Galaxy Clusters as mirrors of the distant Universe. Implications for the kSZ and ISW effects

It is well known that Thomson scattering of CMB photons in galaxy clusters introduces new anisotropies in the CMB radiation field, but however little attention is payed to the fraction of CMB photons that are scattered off the line of sight, causing a slight blurring of the CMB anisotropies present at the moment of scattering. In this work we study this {\it blurring} effect, and find that it has a non-negligible impact on estimations of the kinetic Sunyaev-Zel'dovich (kSZ) effect: it induces a 10% correction in 20-40% of the clusters/groups, and a 100% correction in $\sim 5$% of the clusters in an ideal (noiseless) experiment. We explore the possibility of using this blurring term to probe the CMB anisotropy field at different epochs in our Universe. In particular, we study the required precision in the removal of the kSZ that enables detecting the blurring term $-\tau_T \delta T / T_0$ in galaxy cluster populations placed at different redshift shells. By mapping this term in those shells, we would provide a tomographic probe for the growth of the Integrated Sachs Wolfe effect (ISW) during the late evolutionary stages of the Universe.

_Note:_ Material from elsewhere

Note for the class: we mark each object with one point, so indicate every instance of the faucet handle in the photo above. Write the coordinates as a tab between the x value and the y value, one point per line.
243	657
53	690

We find that the required precision of the cluster peculiar velocity removal is of the order of 100 -- 200 km s$^{-1}$ in the redshift range 0.2 -- 0.8, after assuming that all clusters more massive than 10$^{14}$ h$^{-1}$ M$_{\odot}$ are observable. These errors are comparable to the total expected linear line of sight velocity dispersion for clusters in WMAPV cosmogony, and correspond to a residual level of roughly 900 -- 1800 $\tau_T \mu$K per cluster, including all types of contaminants and systematics. Were this precision requirement achieved, then independent constraints on the intrinsic cosmological dipole would be simultaneously provided.